What is an effect size?

May 31, 2010

An effect is the result of something. It is an outcome, a result, a reaction, a change in Y brought about by a change in X.

An effect size refers to the magnitude of the result as it occurs, or would be found, in nature, or in a population. Although effects can be observed in the artificial setting of a laboratory or a sample, effect sizes exist in the real world.

When researchers estimate effect sizes by observing representative samples, they generate an effect size estimate. This estimate is usually expressed in the form of an effect size index.

For a good introduction to effect sizes – how to report them, how to interpret them – check out the e-book Effect Size Matters



Can you give me some examples of an effect size?

May 31, 2010

Examples of effect sizes are all around us. Consider the following claims which you might find advertised in your newspaper:

–         “enjoy immediate pain relief through acupuncture”

–         “change service providers now and save 30%”

–         “look 10 years younger with Botox”

Notice how each claim promises an effect (“look younger with Botox”) of measureable size (“10 years younger”). No understanding of statistical significance is necessary to gauge the merits of each claim. Each effect is being promoted as if it were intrinsically meaningful. (Whether it is or not is up to the newspaper reader to decide.)

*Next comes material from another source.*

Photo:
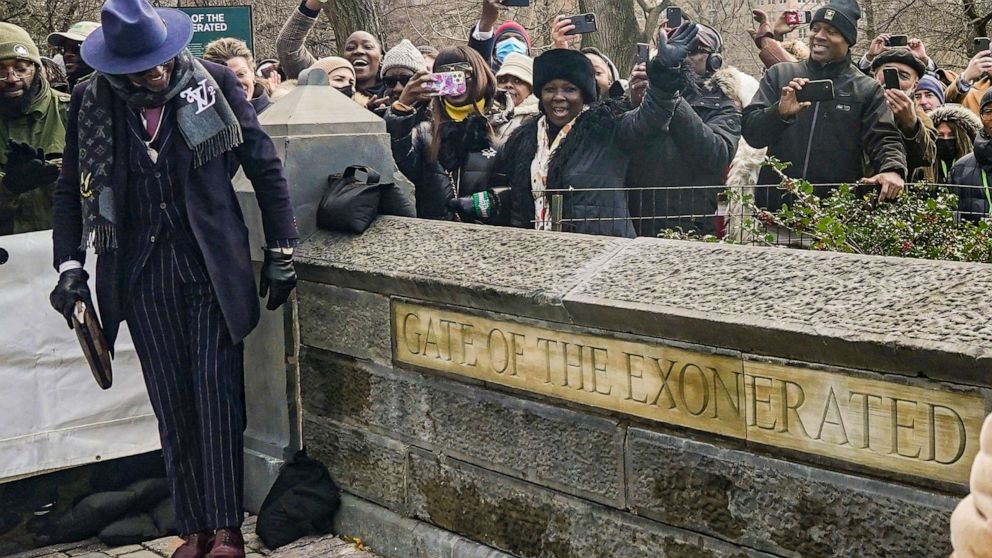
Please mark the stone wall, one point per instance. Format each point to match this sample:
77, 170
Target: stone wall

Many of our daily decisions are based on some analysis of effect size. We sign up for courses that we believe will enhance our career prospects. We cut back on carbohydrates to lose weight. We stop at red lights to reduce the risk of accidents. We buy stock we believe will appreciate in value. We take an umbrella if we perceive a high chance of rain.

The interpretation of effect sizes is how we make sense of the world.

In this sense researchers are no different from anybody else. Where researchers do differ is in the care taken to generate accurate effect size estimates. But while we may spend a lot of our time looking for ways to reduce sampling and measurement error, among other things, ultimately our goal is a better understanding of real world effects.

And this is why it is essential that we interpret not only the statistical significance of our results but their real world or substantive significance as well.

For more on how to do this, check out the e-book Effect Size Matters.


Why does my research methods textbook have no entry for “effect size”?

May 31, 2010

Because it’s a bad textbook!

Most textbooks are about 20-30 years behind the state of the methodological art. Prior to writing The Essential Guide to Effect Sizes I scanned more than 30 texts published between 2000 and 2009. I found that 9 out of 10 had nothing to say about effect sizes. If effect sizes were mentioned, it was only in passing.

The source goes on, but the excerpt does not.